After last night's denial of access and cleansing of the rooms by security of us CSO ruffians, I went early to make sure I got in and turned my badge so the big scarlet N (actually like an old yellow mustard that had been sitting on a sandwich for too many hours) was not obvious. A number of us civil society rabble made it in and were not turfed out this time, apparently the crys of poor us being dragged from rooms was too much for the ears of even the most hardened delegates so they didn't do that again. But only those of us who beat the security to the door were in and it was a war of attrition - if you needed to leave for the bathroom or a breath of fresh air, or most the necessary thing for this - coffee - that was it, you could not get back in. Outside the room, the youth groups (who are really well connected in delegations and very organised so perhaps we do have some hope for the future) set up a silent demonstration on the killing off of the ombudsman for future generations with taped mouths and signs.
The chair was again being very restrictive, shutting down discussions from delegations big and small. There was a pretty contentious debate with threats of killing the whole delicate package (not really that delicate since it was imposed by Brasil without a lot of consultation) and cross words on redlines and minimum acceptable levels. The session kept going way beyond the allotted time as debate was stopped so that blocks and delegations could decide on compromise text floated around.
Our issues didn't directly get raised but took a beating indirectly The language on CSO participation in future UN processes is looking weaker. It's good to be reminded of our lowly place in the pecking order. We were starting to think that we were players. Countries run the show and don't let us forget that!
No good news yet on the ombudsman for future generations but civil society is still fighting. Rumor is that a certain large, cannot be named, south american country where they speak a different language than the rest of the continent (get it right?) might be opposing it and since it's their ball, they get to set the rules and apparently the final score too. But no confirmation on that.
Still haven't found out what happened in the other groups on some language on freedom of assembly that was being opposed by a block of less freedom loving countries and on anti-corruption, aid transparency and mining transparency. I believe that women are allowed into the 20th century but without their sexual and reproductive rights. Good thing it's 2012 in the real world.
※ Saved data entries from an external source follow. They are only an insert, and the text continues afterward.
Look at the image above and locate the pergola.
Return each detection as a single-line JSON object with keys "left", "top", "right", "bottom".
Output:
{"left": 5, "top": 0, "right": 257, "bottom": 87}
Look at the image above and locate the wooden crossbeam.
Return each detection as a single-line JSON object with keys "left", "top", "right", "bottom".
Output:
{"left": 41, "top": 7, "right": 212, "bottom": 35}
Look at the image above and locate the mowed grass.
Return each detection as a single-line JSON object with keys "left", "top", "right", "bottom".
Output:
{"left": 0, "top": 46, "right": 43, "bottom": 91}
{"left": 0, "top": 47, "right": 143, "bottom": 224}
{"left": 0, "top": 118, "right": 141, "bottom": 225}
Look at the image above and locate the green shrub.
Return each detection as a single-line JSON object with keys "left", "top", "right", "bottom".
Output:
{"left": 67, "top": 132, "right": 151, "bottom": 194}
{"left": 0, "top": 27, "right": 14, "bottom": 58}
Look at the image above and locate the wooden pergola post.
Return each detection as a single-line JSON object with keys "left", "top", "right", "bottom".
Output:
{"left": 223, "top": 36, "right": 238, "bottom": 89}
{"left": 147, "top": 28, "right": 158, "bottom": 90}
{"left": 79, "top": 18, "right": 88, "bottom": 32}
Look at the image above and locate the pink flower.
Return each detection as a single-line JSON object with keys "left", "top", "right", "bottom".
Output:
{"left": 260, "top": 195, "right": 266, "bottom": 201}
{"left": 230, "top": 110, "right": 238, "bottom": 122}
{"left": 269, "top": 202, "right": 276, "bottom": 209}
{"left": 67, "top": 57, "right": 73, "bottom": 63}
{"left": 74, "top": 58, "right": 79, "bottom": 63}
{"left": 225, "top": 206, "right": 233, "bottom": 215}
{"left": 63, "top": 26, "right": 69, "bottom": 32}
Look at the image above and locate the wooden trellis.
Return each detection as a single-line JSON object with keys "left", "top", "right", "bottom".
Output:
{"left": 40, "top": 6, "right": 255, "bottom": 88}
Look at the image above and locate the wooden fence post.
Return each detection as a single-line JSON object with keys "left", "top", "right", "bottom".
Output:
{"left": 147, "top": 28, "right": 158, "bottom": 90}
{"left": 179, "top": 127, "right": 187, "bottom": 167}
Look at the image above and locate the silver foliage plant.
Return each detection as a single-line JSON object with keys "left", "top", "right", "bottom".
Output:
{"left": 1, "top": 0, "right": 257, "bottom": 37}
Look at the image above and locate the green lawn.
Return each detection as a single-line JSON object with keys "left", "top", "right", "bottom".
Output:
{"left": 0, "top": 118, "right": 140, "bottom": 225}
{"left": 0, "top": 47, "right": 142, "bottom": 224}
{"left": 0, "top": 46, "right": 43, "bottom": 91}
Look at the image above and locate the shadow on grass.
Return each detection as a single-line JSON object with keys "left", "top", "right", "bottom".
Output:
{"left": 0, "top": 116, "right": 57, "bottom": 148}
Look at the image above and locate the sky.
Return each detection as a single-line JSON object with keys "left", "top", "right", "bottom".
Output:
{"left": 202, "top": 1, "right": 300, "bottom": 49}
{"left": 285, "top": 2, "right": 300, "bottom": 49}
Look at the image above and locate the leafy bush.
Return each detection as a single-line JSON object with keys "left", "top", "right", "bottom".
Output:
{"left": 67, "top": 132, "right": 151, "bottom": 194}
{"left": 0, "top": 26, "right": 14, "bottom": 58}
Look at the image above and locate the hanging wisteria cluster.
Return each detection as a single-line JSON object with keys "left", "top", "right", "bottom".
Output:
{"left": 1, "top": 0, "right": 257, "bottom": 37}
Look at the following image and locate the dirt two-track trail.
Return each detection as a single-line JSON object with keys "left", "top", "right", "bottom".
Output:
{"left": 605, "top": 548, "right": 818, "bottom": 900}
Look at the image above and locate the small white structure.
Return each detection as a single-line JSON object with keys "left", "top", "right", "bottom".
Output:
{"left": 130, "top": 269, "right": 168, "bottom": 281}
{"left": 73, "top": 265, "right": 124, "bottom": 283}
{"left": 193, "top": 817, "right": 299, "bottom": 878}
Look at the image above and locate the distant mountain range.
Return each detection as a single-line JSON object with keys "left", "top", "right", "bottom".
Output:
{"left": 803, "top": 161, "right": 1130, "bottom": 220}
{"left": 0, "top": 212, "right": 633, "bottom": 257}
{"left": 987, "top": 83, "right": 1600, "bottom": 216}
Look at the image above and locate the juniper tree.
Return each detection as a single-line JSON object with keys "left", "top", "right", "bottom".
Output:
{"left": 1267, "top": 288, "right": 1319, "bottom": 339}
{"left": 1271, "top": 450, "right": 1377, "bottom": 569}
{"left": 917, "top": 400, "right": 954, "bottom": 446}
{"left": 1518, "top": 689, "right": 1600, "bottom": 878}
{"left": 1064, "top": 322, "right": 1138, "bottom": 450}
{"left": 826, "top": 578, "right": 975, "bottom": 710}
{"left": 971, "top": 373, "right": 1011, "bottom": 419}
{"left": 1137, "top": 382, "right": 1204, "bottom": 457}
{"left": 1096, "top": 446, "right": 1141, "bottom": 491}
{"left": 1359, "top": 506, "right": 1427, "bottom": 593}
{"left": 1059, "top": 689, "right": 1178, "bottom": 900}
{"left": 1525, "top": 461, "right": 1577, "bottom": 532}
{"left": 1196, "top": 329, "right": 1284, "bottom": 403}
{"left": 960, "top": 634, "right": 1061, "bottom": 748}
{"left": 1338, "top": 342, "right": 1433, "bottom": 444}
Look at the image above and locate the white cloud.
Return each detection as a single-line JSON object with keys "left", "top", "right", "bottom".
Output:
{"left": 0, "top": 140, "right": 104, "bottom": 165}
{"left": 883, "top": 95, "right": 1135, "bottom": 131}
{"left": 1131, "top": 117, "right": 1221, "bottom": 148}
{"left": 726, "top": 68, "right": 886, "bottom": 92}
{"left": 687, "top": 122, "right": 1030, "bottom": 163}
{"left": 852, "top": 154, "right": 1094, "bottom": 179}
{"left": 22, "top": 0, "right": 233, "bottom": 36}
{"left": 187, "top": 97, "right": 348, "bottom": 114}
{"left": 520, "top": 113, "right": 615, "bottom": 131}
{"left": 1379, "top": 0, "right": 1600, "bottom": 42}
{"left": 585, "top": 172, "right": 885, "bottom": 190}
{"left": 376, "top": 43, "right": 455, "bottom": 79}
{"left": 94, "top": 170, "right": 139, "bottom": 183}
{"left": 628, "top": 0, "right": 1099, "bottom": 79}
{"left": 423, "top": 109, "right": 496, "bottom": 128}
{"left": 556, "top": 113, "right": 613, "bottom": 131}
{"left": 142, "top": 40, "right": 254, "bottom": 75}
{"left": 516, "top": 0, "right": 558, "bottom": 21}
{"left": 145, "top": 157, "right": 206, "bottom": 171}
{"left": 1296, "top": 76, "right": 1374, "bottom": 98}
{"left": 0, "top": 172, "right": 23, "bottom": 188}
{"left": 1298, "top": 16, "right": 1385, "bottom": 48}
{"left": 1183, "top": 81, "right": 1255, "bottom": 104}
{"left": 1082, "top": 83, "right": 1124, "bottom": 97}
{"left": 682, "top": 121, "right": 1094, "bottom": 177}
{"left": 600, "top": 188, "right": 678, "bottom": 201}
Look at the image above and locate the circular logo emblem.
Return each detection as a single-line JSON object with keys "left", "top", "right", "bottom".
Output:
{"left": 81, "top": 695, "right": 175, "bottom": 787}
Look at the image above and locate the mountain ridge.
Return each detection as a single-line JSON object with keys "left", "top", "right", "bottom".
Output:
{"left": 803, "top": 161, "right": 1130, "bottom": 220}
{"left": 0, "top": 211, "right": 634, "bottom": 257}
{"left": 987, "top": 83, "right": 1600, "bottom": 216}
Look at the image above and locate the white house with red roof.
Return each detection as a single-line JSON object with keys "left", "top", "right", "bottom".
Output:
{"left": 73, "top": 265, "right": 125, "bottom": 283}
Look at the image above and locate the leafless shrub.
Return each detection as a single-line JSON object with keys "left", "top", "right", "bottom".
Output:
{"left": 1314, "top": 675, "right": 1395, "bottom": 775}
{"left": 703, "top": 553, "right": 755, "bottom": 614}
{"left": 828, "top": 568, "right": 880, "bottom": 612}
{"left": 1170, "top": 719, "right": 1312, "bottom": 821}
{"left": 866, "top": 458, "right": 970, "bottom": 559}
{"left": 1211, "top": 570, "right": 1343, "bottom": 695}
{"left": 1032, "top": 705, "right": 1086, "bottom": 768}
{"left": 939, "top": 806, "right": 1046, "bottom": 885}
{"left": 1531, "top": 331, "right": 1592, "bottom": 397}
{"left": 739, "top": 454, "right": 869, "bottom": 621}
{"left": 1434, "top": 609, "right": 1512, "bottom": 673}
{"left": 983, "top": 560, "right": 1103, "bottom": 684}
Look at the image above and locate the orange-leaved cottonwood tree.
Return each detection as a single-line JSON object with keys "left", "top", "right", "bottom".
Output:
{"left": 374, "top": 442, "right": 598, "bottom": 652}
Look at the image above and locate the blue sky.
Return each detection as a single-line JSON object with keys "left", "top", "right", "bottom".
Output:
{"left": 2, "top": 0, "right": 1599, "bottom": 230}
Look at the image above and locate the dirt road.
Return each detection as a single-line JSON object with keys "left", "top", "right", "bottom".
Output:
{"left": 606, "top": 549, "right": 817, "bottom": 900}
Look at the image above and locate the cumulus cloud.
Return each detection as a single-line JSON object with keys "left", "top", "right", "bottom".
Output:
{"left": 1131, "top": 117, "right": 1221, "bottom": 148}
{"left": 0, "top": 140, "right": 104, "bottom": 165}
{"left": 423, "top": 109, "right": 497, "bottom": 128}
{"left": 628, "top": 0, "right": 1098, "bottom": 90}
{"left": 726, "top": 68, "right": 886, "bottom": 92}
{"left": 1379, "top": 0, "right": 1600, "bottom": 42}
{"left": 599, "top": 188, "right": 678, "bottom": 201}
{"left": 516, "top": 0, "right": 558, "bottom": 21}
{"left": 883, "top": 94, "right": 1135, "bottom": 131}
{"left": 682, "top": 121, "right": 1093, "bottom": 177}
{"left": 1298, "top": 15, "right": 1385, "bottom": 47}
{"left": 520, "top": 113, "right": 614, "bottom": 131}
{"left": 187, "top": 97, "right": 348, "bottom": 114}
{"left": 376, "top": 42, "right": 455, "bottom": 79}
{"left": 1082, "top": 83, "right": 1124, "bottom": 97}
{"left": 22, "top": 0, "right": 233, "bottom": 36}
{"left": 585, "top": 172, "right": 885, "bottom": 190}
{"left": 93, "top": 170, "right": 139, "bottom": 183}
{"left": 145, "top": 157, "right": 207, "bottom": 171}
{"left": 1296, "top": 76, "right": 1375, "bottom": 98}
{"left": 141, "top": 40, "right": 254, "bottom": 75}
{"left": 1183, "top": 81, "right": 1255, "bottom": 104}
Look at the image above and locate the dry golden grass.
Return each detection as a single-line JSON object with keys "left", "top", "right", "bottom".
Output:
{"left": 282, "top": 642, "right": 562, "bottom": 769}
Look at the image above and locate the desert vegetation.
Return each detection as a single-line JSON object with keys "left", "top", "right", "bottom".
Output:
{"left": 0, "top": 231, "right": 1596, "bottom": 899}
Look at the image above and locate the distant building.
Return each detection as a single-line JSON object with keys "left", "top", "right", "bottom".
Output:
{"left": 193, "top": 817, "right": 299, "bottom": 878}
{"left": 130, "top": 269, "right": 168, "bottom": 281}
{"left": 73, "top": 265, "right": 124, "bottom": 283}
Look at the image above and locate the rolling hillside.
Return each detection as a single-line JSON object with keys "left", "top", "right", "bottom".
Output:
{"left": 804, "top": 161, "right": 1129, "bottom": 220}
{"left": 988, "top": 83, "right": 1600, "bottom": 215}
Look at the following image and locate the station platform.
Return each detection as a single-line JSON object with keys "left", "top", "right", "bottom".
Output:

The discussions, at least publicly, are over. Apparently people were waiting in the room until 1:30 am for the final text, sleeping on the floor. One of our CSO partners described it looking like a refugee camp. The new text is supposedly out at 10:30 tomorrow so i gues we'll be eagerly awaiting it at our meeting. The Brasilians are supposed to be having a day of cleaning up the text to ready it for the leaders but I imagine that behind the scenes the big delegations (G77/China, USA and EU) are all still pushing them and discussing language, hopefully without the ridiculous postering we've seen from some the last few days. And hopefully no really, really, really tiny semi states with medieval mindsets allowed in.
No blogging tomorrow. We are co-organising a one day side event in the city on governance and transparency. My colleagues Paulina, Arthur and Tahmina will all be there too so I'll let one of them do their impressions of the event. I'm just looking forward to a day away from 3 hours of buses and excessive aircon but it's likely we'll get that too at the FGV university.